09/26/2024
The Union Leader hopes to raise $4 million in investment capital, money that will be used to shore up management pensions while Guild members experience stagnant wages and benefits for more than a decade, according to company documents shared with potential investors.
The New Hampshire NewsGuild received copies of the documents this summer.
They dispel any notion that the Union Leader will grant significant raises once it becomes profitable.
Here are three numbers that show what's going on.
$4 million
That's what the Union Leader wants to raise. A public agency, the New Hampshire Business Finance Authority, will provide a 2%, 5-year loan of $1 million if the company can raise $3 million through private financing. The Union Leader is offering investors either stock or debenture financing.
Documents make no mention of investments in training, equipment or repositioning the company. The documents reflect a single goal: reduction of the company’s legacy debt.
$900,000
That's how much the company must pay out every year to cover its legacy obligations, what it calls an "existential priority."
A significant part of that is pensions for executives and managers. Unlike the Guild pension plan, the company never properly funded pensions for non-union workers, even during prosperous times.
Other legacy obligations are employee severance and payments to pension funds of unions that represented workers in disbanded departments such as the distribution center.
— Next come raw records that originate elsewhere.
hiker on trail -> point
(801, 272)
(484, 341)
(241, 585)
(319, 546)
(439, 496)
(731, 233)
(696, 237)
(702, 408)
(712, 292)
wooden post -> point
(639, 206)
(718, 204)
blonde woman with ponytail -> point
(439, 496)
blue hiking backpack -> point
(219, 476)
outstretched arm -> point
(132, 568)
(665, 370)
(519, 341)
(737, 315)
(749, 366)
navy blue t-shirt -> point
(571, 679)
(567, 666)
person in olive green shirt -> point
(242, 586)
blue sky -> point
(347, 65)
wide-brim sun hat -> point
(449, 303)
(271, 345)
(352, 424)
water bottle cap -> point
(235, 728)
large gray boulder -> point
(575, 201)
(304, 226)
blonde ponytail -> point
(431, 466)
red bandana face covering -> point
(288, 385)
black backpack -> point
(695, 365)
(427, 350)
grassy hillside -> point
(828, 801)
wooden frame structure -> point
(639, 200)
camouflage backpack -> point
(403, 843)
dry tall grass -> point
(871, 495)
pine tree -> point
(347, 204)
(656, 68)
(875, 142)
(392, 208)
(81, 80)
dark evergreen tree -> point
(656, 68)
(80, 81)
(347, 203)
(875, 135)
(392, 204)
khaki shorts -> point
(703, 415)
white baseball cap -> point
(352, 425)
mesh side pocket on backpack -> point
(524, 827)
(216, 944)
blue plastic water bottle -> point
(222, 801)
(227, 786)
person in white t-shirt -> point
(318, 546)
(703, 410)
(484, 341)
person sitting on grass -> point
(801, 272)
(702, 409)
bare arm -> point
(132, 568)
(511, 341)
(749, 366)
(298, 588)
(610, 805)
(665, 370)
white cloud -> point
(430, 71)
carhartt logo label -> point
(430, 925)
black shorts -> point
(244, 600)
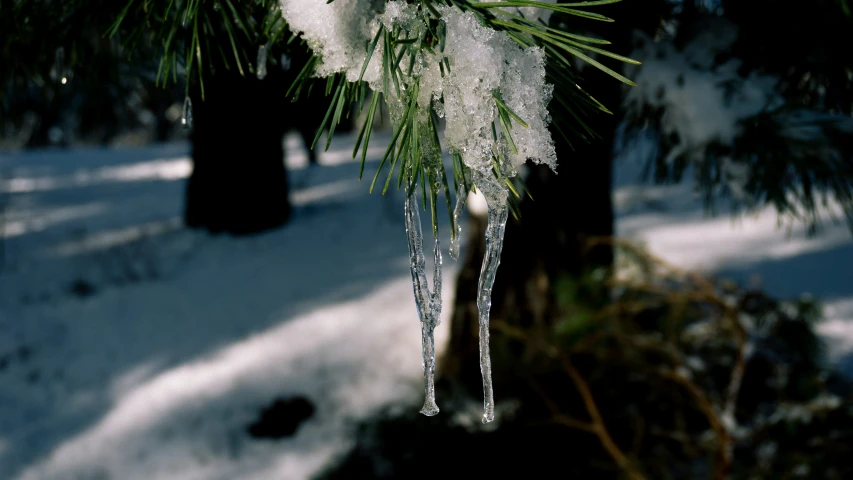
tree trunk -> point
(239, 182)
(545, 253)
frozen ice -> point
(461, 82)
(496, 195)
(485, 63)
(461, 199)
(338, 33)
(428, 303)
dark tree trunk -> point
(545, 253)
(239, 182)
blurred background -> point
(189, 291)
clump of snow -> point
(337, 32)
(485, 62)
(400, 14)
(701, 105)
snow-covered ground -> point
(132, 348)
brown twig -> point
(598, 423)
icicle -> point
(187, 119)
(60, 65)
(261, 67)
(461, 200)
(496, 197)
(428, 303)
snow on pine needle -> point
(481, 67)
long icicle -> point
(496, 197)
(428, 303)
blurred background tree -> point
(788, 148)
(94, 77)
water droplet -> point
(261, 66)
(59, 66)
(187, 118)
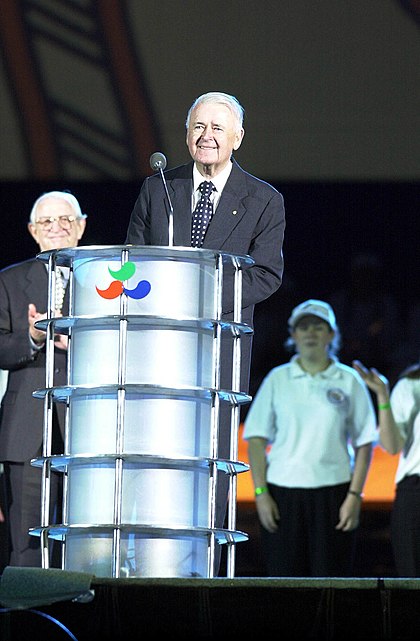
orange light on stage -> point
(379, 486)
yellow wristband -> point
(384, 406)
(260, 490)
(354, 493)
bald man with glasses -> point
(56, 221)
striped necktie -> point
(60, 290)
(202, 214)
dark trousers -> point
(405, 527)
(307, 543)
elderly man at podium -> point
(212, 203)
(56, 221)
(217, 205)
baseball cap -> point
(313, 307)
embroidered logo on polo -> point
(336, 396)
(116, 288)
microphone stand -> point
(158, 163)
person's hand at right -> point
(268, 512)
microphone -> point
(158, 163)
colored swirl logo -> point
(116, 288)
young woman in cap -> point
(308, 481)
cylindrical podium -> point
(142, 484)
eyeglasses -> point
(65, 222)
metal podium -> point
(141, 469)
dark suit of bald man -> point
(22, 415)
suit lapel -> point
(180, 191)
(231, 208)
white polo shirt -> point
(310, 421)
(405, 402)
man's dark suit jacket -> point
(22, 416)
(249, 220)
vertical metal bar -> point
(119, 441)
With the financing, the Union Leader would pursue debt forgiveness, lump sum payments and a reduction in benefits.
However, one sentence in the documents reads: "Legal counsel advises that no beneficiaries of these three pensions (plans) will see a reduction in their benefits as they all receive an amount below the maximum cap."
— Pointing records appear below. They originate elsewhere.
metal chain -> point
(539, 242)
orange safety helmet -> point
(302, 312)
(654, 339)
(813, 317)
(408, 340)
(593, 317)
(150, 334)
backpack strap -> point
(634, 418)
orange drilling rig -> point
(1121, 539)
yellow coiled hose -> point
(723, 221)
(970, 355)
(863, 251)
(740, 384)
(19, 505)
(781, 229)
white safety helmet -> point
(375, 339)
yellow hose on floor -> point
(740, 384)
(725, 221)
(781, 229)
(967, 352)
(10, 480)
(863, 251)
We've already disclosed that retired executives receive hefty payments: $114,000 for Joe McQuaid and $76,000 for John MacKenzie.
12 years
The Union Leader provides a 12-year financial projection to potential investors.
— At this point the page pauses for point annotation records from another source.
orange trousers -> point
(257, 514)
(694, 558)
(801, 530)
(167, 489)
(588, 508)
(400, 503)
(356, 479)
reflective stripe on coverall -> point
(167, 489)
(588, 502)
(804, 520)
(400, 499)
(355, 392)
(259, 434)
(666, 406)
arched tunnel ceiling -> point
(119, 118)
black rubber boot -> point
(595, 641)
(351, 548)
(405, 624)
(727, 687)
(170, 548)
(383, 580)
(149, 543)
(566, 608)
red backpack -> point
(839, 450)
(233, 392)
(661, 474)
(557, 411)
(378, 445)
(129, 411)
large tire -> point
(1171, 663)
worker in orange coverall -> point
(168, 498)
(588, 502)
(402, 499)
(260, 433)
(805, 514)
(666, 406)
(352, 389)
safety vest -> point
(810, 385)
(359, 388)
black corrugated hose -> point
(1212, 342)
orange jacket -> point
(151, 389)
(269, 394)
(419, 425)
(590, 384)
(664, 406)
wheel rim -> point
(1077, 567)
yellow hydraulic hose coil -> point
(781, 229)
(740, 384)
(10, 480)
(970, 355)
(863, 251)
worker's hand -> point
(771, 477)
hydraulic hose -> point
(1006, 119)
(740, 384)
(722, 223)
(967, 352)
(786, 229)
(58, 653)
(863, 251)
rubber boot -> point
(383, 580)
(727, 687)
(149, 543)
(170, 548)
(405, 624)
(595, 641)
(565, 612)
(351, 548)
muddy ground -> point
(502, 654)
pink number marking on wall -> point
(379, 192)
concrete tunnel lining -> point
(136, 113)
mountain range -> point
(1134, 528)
Those projections see good years ahead for the company. The company's bottom line -- the net profit -- goes from a loss of $472,000 this year to a small profit next year and a $1.01 million profit by the 12th year.
Workers don't fare so well. Company expenses, which includes Guild salary and benefits, drop slightly in the first three years and then remain stuck at $13.4 million for the remaining nine years.
Another indication of wage stagnation is the New Hampshire Business Enterprise Tax, which taxes company payroll. It remains stable at $24,280 throughout the 12 years.
To sum it up, their $4 million in financing translates into:
No actual reductions in executive and management pension benefits.
Growing profits.
No money for raises or benefit increases.